Her şeyden önce, Washington bu son adımla Filistin davasını tasfiye planından kesinlikle vazgeçmeyeceğini gösteriyor.
Yahya Es-Sinvar, Ruhi Müştehi, Muhammed Ed-Dayf ve Fethi Hammad gibi Hamas liderleri daha önce o listeye eklenmişti.
Fakat bu kez doğrudan Hamas’ın siyasi lideri hedefte.
Bu da Amerika’nın önümüzdeki dönemde Hamas’ı hiçbir şekilde muhatap almayacağı, askeri kanadı ve siyasi kanadı arasında ayrım yapmayacağı, harekete yönelik tavrında herhangi bir yumuşama olmayacağı anlamına geliyor.
Ayrıca Washington, Filistin uzlaşısını da hedef alıyor ve Abbas’a Hamas’a asla yaklaşmaması gerektiği mesajı veriyor.

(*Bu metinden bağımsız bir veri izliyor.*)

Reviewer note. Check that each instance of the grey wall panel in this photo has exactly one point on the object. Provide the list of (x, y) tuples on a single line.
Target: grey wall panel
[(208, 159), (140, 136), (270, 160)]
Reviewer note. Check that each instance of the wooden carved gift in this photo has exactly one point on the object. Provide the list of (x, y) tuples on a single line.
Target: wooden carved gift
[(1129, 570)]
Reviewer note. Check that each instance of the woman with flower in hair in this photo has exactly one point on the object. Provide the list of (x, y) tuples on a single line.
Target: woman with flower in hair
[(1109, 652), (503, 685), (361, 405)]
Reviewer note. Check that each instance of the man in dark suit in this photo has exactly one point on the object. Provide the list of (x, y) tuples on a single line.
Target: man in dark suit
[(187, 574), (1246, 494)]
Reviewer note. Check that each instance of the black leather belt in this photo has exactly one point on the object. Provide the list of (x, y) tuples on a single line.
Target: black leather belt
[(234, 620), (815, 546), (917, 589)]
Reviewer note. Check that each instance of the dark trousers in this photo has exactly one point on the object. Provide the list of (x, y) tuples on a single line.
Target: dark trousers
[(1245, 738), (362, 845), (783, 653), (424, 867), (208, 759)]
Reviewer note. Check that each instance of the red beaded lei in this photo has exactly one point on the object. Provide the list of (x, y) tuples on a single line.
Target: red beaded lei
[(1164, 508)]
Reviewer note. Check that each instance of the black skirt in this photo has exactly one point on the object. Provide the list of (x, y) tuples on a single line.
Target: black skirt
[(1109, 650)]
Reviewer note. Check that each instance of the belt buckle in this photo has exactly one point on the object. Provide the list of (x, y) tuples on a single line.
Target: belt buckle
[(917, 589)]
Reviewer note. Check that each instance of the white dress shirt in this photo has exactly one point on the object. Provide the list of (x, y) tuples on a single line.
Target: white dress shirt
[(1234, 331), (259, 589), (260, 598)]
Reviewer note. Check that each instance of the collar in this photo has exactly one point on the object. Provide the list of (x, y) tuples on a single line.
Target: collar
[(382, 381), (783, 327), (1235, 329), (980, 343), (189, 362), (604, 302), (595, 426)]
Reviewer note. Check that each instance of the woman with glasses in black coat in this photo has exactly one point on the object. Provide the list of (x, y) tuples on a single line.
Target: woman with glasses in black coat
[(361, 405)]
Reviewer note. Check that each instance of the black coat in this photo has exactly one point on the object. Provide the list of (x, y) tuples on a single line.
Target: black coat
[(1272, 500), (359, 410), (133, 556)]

Amerika’ya göre sorunun bir parçası olan Hamas hiçbir şekilde çözüm sürecine ortak olamaz.
Kararın ayrıca Hamas’a maddi yardımda bulunan çevrelere gözdağı niteliğinde olduğu da söylenebilir.
Çünkü Filistin davasını tasfiye planı Hamas’ın tümüyle yalnızlaştırılmasını, elinin kolunun bağlanmasını, tepki veremeyecek hale gelmesini gerektiriyor.
Gazze Şeridi’ne uygulanan ablukanın ve yaptırımların amacı da bu.
Bir yanda İsrail ve Mısır’ın ablukası, diğer yanda Abbas’ın yaptırımları nedeniyle uzun süredir elektrik krizi yaşayan Gazze Şeridi’nde hastaneler oldukça zor şartlarda hizmet vermeye çalışıyor.
Birçok hastanede jeneratörleri çalıştıracak yakıt kalmadığı için hizmetler durdu.
Geçenlerde Filistinli hayır kurumları platformu tarafından “felaket bölgesi” ilan edilen Gazze Şeridi’nin durumu çok kötü.
Gazzeliler şu an “Yavaş yavaş ölmek mi yoksa sınıra hücum etmek mi daha iyi?” sorusunun cevabını arıyor.
Türkiye, ABD Hazine Bakanlığı’nın Heniyye hakkındaki kararına tepki gösterdi.
Dışişleri Bakanlığı Sözcüsü Hami Aksoy’un konuyla ilgili soruya verdiği yanıtta Ankara’nın uzlaşı çabaları ve Gazze Şeridi konusunda duyduğu kaygı dile getirildi.
“Bu kararın ülkemizin Gazze’ye yönelik insani yardım ve ekonomik kalkınma faaliyetlerini olumsuz yönde etkilememesini temenni ediyoruz” ifadesine yer verildi.
Türkiye, kararın tam olarak neyi hedeflediğinin farkında.
Amerika’nın Heniyye hakkındaki kararını “Trump, Hamas liderine suikast düzenlemesi için İsrail’e yeşil ışık yaktı” şeklinde yorumlayanlar da var.
Hareketin önde gelen isimlerinden Halil El-Hayye bu görüşte olanlardan biri.
El-Hayye, Heniyye’ye yönelik herhangi bir saldırıdan Amerika’nın sorumlu olacağını söylüyor.
“Yüzyılın Anlaşması” denilen planın bölgesel müttefikleri, ABD Hazine Bakanlığı’nın Hamas lideri hakkındaki kararından memnun ve sevinçlerini gizleme ihtiyacı hissetmiyorlar.
Filistin’i ve Kudüs’ü hedef alan oyun artık perde arkasında değil herkesin gözü önünde açıkça oynanıyor.